Other mistakes included in Justcoding.com's top-10 list of coding errors are billing for a consult instead of an office visit, failing to list a chief complaint and billing services included in a global fee as a separate fee.

The list of errors was based on feedback from consultants who work with physician offices, said Ruthann Russo, executive director of HP3 Healthcare Concepts, a reimbursement and coding consulting firm in Bethlehem, Pa., that owns Justcoding.com.

Although coding errors are usually from minor mistakes, they can add up to a lot of lost revenue, Russo said. She cited the case of one 200-physician multispecialty group in which doctors had not received any in-depth education on E&M coding.

"We estimated that by incorrect coding practices of E&M levels assignment, clinicwide they were leaving over $10 million unbilled," Russo said. "We felt this was a very conservative figure. We did multiple group training and individual training with the doctors and saw extreme improvement in documentation and reimbursement."

Mary Stanfill, a coding practice manager for the American Health Information Management Assn., said she "would advise a physician to be proactive and find out how the claims are going and to see if they have a lot of fixable, common errors that they can head off."

90% of coding errors are due to mistakes in processing claims.

About 90% of coding errors are due to mistakes in processing the claims form, Russo said. For instance, she said, doctors working in emergency departments may fail to write down the chief complaint because they think the coding staff can use documentation from the registration form.

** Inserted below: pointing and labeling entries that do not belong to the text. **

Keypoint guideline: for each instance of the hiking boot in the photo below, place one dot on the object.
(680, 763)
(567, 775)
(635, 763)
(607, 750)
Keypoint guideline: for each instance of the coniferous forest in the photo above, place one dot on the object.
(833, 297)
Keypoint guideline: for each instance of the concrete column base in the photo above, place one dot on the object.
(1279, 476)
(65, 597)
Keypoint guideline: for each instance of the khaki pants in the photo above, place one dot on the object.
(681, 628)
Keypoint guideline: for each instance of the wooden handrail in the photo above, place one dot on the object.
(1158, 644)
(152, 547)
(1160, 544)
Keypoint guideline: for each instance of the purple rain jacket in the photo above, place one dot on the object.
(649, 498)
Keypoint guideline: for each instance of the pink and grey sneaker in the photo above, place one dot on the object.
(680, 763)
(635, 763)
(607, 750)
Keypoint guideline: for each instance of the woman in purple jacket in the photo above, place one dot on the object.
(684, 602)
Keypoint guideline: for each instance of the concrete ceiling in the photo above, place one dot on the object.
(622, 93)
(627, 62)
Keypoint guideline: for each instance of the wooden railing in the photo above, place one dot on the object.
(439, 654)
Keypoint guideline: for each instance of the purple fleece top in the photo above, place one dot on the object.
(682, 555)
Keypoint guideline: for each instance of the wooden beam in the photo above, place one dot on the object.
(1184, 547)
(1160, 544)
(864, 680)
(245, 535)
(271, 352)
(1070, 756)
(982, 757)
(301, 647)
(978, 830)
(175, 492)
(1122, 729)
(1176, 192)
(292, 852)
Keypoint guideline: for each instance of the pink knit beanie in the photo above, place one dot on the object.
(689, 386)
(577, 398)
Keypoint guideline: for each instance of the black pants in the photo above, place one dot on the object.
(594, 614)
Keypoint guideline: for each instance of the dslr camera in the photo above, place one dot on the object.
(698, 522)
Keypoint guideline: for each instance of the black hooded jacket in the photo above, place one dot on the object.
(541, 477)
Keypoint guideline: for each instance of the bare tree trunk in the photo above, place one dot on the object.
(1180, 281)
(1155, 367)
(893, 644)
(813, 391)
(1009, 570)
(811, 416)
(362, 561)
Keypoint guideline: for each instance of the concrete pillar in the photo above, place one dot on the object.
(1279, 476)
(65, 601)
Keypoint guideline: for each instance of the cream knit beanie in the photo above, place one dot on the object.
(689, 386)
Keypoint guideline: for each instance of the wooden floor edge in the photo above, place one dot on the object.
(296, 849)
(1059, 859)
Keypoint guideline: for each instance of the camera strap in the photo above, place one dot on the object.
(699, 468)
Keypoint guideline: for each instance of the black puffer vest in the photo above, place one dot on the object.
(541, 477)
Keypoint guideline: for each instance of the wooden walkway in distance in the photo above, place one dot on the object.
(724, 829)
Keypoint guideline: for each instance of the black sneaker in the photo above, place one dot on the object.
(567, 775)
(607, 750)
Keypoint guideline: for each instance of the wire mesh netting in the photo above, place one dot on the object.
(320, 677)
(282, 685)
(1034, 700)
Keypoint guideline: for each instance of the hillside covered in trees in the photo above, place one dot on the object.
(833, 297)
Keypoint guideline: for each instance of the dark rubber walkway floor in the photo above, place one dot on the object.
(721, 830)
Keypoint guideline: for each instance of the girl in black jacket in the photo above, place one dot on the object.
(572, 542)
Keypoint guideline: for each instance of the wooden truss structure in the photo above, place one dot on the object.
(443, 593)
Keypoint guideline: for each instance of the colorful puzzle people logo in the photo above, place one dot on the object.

"But they can't -- the coding can only be based on physician documentation," Russo said.

Experts say, however, that physicians can reduce coding errors by:

  • Educating themselves on proper coding.
  • Hiring a well-trained billing staff.
  • Continously assessing coding procedures to identify the most common errors and reduce them.

"The biggest thing is to educate physicians on what is important, what they must do to correctly code and to make sure that their coders get their CPC [certified professional coder] designation through the American Academy of Professional Coders," said Jim Gibson, vice president of Comforce, a health care staffing and recruiting company in Addison, Texas.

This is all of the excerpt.